As torrential rains stopped and the waters receded, the crisis shifted to guaranteeing public health and safety in La Plata. Safe drinking water was in short supply, and more than a quarter-million people were without power, although authorities said most would get their lights back on overnight.
Many people barely escaped with their lives after seeing everything they own disappear under water reeking with sewage and fuel that rose more than 2m high inside some homes.
Photo: Reuters
The wreckage was overwhelming: piles of broken furniture, overturned cars, ruined food and other debris.
Their frustration was uncontainable as politicians arrived making promises. Argentine President Cristina Fernandez de Kirchner, Buenos Aires Province Governor Daniel Scioli, Argentine Social Welfare Minister Alicia Kirchner and the mayors of Buenos Aires and La Plata were all booed when they tried to talk with victims.
Many yelled “go away” and “you came too late.”
Photo: Reuters
“I understand you, I understand you’re angry,” Alicia Kirchner said before she and the governor fled in their motorcade from an angry crowd.
“There is no water, there is no electricity. We have nothing,” said Nelly Cerrado, who was looking for donated clothing at a local school. “Terrible, terrible what we are going through. And no one comes. No one. Because here, it is neighbors who have to do everything.”
The nearby Ensenada refinery, Argentina’s largest, remained offline after flooding caused a fire that took hours to quench in the middle of the rainstorm, the state-run YPF oil company said. YPF said it would take them 36 more hours just to drain excess water from the damaged refinery, and at least another seven days before the refinery can renew operations.
The company also said it was putting into place an emergency plan to guarantee gasoline supplies, and would invest US$800 million to replace a damaged coking unit where the flood caused a fire with a newer, higher-capacity unit.
Scioli said the death toll had risen to 51 people in and around La Plata, following six deaths in the national capital from flooding two days earlier.
However, he said nearly all of the missing had been accounted for.
The victims included a member of the Grandmothers of the Plaza de Mayo human rights group, Lucila Ahumada de Inama, who was found under 1.7m of water inside her home.
She died without having found her grandson, born in captivity after her pregnant daughter-in-law was kidnapped by Argentina’s dictatorship in 1977.
Several flooded residents were being lauded as heroes. Alejandro Fernandez, a 44-year-old policeman who was off-duty when the rains started, pulled out his rubber boat and shuttled about 100 neighbors to higher ground. His neighbor, Dr Jose Alberto Avelar, turned his home into a clinic, treating dozens for hypothermia.

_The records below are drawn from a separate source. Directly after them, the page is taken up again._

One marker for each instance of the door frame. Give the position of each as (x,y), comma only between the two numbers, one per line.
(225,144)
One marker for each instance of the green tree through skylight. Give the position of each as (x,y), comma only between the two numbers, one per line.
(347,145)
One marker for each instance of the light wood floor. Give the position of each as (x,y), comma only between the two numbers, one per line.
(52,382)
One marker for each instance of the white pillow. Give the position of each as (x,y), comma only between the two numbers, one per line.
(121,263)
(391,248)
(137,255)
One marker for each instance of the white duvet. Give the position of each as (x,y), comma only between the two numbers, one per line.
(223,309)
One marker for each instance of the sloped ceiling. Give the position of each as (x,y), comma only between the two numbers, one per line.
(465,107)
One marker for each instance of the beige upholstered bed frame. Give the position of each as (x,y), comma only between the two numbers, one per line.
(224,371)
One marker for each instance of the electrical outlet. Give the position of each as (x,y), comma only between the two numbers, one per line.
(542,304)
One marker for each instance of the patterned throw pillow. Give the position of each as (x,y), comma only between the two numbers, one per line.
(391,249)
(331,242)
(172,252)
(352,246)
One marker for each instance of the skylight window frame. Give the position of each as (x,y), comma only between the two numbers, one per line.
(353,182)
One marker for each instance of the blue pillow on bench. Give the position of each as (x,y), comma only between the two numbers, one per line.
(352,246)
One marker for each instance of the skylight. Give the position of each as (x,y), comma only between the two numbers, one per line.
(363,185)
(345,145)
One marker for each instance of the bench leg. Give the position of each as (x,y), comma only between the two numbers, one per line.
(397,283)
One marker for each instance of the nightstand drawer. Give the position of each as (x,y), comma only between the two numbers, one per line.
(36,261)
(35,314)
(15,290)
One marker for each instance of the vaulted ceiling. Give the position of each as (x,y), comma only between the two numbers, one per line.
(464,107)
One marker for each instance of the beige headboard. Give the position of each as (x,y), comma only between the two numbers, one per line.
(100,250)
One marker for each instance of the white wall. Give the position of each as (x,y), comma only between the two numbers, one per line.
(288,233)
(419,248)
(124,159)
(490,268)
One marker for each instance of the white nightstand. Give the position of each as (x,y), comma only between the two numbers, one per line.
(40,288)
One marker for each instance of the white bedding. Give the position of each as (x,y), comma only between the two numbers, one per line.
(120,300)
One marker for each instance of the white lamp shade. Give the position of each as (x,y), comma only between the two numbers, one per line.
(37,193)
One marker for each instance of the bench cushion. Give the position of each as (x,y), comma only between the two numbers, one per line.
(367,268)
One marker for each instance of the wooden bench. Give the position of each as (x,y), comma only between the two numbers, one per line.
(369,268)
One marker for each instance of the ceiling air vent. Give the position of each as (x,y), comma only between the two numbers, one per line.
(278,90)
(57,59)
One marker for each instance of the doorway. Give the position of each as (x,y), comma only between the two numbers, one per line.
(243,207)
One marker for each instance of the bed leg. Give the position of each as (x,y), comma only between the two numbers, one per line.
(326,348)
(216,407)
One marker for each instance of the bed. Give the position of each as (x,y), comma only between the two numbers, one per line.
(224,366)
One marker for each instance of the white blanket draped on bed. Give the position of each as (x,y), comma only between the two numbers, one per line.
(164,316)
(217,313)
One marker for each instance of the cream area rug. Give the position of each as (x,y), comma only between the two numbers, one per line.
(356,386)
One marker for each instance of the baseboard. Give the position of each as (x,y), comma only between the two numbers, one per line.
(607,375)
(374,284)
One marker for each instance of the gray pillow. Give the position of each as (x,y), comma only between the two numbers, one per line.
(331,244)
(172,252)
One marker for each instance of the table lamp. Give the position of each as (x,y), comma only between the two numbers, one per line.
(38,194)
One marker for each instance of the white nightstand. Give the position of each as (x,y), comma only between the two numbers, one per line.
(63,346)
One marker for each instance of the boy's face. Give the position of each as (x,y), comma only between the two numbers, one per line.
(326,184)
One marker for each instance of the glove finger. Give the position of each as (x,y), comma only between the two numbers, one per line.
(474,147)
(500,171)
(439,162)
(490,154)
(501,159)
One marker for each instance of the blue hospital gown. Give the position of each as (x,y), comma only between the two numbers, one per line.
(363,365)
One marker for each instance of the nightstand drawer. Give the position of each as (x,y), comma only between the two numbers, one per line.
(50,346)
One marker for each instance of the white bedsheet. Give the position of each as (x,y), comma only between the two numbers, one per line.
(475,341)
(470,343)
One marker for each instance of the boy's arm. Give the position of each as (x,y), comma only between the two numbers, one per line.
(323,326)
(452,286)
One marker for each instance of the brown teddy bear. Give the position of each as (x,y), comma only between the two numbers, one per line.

Fernandez “won’t say it, because he’s too humble, but what he did was incredible,” Avelar said. “His action got everyone else helping as well.”
A store and an elementary school were looted, but police and troops were helping residents guard neighborhoods to prevent more crimes. In addition to 750 provincial police officers, the national government sent in army, coast guard, police and social welfare workers.
Mobile hospitals were activated after two major hospitals were flooded, and government workers were handing out donated water, canned food and clothing. Argentine provincial Health Minister Alejandro Collia said hepatitis shots were being given at 33 evacuation centers, and that spraying would kill mosquitoes that spread dengue fever.
“The humanitarian question comes first. The material questions will be resolved in time,” said Scioli, who promised subsidies, loans and tax exemptions for the victims.